According to an ESPN report Sunday, league officials are continuing discussion on the highly controversial issue, but no policy will be put in place either denying or allowing player protests. “The new policy is going to be no policy,” Adam Schefter reported, citing anonymous NFL sources.
NFL player protests over police brutality and racial inequality have come back under intense scrutiny in the wake of Nike’s new ad campaign featuring Colin Kaepernick as well as the start of the 2018-2019 season this weekend.
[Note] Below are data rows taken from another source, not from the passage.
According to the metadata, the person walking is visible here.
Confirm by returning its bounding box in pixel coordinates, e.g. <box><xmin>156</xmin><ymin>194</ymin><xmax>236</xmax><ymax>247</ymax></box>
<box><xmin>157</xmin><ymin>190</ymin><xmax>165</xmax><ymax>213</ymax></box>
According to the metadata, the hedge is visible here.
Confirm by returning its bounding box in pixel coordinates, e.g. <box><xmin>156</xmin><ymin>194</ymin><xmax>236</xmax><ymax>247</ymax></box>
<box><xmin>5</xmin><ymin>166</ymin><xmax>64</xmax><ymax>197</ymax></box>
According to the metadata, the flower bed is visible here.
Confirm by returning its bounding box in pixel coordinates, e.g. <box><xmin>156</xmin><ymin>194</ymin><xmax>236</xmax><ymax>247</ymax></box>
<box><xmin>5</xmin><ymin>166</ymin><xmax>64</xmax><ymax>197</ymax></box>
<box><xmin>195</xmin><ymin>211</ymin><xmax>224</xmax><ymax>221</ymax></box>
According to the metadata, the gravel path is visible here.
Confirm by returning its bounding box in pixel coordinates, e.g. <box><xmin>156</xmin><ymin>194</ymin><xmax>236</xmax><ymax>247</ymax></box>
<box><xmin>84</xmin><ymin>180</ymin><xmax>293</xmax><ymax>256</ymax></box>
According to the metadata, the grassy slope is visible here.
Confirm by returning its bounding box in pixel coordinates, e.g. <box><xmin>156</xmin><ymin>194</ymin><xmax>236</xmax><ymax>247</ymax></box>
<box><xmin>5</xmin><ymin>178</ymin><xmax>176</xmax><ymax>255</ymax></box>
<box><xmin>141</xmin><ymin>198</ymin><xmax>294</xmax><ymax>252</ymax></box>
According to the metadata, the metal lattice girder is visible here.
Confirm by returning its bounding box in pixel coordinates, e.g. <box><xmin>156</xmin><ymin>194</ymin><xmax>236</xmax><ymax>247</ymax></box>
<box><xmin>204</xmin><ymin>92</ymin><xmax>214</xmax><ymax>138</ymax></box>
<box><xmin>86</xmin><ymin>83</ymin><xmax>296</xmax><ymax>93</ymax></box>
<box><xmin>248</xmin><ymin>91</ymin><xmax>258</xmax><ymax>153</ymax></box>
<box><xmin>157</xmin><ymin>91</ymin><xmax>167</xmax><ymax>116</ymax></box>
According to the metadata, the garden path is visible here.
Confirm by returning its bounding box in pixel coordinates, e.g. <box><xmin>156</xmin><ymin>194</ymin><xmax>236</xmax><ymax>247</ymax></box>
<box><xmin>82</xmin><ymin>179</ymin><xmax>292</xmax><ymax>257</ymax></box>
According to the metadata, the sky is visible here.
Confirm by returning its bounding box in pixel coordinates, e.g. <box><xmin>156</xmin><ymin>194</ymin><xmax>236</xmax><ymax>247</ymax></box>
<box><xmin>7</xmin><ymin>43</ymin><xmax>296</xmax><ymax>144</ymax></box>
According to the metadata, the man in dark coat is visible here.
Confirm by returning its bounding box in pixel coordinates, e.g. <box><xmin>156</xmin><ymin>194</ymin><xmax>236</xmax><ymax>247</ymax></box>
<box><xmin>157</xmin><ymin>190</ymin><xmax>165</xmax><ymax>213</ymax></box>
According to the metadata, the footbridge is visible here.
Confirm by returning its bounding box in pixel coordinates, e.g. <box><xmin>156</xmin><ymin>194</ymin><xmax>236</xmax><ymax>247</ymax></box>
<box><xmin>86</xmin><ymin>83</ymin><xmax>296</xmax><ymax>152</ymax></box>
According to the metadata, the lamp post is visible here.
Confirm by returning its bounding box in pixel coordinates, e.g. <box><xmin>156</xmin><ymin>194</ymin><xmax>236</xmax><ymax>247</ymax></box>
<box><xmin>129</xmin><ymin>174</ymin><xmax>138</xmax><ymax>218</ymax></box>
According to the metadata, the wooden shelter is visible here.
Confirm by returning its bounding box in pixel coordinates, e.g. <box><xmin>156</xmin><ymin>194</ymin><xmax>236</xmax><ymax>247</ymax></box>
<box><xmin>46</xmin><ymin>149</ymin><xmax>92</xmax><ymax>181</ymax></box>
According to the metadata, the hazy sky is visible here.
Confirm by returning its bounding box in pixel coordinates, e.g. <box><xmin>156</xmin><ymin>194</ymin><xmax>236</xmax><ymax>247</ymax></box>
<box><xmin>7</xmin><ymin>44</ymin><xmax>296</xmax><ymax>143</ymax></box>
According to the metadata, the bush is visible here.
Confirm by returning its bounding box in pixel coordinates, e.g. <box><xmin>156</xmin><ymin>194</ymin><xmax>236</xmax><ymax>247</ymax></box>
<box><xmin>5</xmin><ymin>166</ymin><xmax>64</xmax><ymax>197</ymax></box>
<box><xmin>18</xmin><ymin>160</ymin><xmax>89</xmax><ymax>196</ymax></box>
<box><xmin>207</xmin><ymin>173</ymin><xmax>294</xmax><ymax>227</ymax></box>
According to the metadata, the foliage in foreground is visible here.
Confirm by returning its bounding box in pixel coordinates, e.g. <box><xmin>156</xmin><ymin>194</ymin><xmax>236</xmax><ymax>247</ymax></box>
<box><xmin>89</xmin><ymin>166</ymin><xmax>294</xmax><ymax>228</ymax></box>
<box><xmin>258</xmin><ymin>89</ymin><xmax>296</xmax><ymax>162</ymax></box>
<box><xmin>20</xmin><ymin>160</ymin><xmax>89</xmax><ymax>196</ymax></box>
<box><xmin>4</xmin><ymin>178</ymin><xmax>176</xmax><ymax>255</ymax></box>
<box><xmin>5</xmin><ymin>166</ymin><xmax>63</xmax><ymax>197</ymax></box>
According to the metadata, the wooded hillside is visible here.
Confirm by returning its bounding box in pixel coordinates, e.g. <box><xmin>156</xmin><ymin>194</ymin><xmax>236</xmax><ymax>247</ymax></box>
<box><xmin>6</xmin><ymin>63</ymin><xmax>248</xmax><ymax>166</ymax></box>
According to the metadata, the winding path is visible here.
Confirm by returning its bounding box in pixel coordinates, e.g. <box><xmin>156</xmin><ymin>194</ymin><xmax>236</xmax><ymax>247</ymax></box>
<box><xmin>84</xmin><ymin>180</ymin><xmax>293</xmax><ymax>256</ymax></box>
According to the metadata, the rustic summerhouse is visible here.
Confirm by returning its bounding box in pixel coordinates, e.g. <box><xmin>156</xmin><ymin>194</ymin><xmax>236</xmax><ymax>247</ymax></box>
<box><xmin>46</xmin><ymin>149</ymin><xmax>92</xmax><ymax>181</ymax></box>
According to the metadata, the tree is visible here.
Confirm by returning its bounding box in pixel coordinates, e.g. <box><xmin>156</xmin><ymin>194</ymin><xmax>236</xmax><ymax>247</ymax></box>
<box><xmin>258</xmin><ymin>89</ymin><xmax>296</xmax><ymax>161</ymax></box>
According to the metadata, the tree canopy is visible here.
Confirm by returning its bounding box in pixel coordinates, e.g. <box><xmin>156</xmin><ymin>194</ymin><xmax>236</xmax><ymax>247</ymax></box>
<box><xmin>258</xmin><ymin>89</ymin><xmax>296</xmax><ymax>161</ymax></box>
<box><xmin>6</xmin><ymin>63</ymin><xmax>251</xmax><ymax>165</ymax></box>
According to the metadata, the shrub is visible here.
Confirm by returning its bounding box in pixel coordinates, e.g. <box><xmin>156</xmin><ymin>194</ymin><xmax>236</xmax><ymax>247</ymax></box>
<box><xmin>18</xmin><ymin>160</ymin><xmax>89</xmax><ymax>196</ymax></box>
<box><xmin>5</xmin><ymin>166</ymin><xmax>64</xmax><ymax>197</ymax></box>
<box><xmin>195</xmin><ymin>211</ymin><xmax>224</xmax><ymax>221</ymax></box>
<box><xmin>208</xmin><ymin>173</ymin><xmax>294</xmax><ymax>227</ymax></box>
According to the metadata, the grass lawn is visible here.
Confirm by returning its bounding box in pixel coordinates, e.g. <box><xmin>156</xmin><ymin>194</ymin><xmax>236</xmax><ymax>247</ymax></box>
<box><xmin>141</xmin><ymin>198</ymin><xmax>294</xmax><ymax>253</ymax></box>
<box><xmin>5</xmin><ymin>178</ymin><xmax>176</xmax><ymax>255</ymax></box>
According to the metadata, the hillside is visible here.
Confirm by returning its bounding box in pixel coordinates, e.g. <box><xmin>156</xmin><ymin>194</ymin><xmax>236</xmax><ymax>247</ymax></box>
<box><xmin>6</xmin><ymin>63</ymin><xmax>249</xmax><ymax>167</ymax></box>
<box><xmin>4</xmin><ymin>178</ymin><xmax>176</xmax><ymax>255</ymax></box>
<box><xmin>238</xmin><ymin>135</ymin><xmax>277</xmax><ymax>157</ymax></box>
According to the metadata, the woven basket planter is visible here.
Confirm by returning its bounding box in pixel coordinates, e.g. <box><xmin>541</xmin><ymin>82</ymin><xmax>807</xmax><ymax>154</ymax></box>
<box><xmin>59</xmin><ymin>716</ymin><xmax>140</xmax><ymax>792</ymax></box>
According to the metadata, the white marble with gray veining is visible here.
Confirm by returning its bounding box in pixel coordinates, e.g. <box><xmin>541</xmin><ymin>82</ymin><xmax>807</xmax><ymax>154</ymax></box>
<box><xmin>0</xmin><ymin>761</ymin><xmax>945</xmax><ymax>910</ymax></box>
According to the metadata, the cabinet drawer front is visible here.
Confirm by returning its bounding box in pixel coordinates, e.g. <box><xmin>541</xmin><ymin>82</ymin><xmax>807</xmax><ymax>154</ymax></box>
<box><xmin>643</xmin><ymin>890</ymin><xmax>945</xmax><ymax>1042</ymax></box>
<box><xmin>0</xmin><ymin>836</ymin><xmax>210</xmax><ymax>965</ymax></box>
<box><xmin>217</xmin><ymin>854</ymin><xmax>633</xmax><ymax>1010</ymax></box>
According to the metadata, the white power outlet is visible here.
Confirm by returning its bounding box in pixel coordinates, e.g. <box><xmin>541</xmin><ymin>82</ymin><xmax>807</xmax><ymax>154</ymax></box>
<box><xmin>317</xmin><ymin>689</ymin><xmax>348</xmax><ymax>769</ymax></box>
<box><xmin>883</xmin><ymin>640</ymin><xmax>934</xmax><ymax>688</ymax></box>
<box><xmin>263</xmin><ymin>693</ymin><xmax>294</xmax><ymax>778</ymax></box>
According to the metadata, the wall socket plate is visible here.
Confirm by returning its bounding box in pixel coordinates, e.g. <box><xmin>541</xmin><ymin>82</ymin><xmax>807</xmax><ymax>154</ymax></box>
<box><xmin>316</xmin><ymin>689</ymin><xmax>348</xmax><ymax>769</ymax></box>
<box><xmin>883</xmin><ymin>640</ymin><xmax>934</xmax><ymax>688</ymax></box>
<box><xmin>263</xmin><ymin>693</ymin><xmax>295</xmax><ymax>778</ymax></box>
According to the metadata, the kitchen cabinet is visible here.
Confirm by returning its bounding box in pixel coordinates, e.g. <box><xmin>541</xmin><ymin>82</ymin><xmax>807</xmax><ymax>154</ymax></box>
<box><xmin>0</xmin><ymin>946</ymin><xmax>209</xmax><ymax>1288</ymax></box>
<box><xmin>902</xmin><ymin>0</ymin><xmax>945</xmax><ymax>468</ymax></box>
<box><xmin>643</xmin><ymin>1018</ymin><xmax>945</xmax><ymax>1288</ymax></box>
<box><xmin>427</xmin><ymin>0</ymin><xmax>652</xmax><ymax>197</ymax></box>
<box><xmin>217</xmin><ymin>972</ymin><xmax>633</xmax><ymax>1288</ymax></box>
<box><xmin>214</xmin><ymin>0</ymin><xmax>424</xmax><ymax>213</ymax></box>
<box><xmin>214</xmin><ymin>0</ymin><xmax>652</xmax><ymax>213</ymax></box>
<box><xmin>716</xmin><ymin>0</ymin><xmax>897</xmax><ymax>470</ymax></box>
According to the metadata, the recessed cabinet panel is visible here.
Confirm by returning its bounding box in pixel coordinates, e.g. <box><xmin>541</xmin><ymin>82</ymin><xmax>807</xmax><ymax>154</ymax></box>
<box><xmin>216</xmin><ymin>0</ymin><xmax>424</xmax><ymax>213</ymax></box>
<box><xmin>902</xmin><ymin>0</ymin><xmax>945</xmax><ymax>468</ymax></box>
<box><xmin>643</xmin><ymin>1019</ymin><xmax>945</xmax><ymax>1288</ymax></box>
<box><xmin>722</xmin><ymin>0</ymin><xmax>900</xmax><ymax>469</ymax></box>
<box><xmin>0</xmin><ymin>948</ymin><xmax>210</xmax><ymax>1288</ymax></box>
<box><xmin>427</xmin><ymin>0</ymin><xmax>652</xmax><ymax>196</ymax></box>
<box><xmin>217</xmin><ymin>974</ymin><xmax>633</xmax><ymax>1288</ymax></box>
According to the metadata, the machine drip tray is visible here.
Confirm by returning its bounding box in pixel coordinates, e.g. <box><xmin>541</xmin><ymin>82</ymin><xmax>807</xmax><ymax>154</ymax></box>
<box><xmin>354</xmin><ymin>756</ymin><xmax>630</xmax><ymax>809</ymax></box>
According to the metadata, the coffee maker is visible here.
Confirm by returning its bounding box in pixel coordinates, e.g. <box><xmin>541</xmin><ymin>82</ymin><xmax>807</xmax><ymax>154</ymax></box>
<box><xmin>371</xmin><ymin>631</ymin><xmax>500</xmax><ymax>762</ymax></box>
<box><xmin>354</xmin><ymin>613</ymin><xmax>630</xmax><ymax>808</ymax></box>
In May, NFL owners voted in favor of a policy requiring players to “stand and show respect” during the pre-game playing of the national anthem. The owners threatened to fine specific teams whose players either stayed in the locker room or took a knee during the anthem. But the league put a freeze on that policy after a grievance was filed in July by the NFL Players Association (NFLPA).
“In order to allow this constructive dialogue to continue, we have come to a standstill agreement on the NFLPA’s grievance and on the NFL’s anthem policy,” reads the NFL’s July statement. “No new rules relating to the anthem will be issued or enforced for the next several weeks while these confidential discussions are ongoing.”
The silent protests have continued to draw controversy since Kaepernick first popularized kneeling during the national anthem during his 2016 season with the San Francisco 49ers. Kaepernick has since claimed league owners blacklisted him for participating in the protests.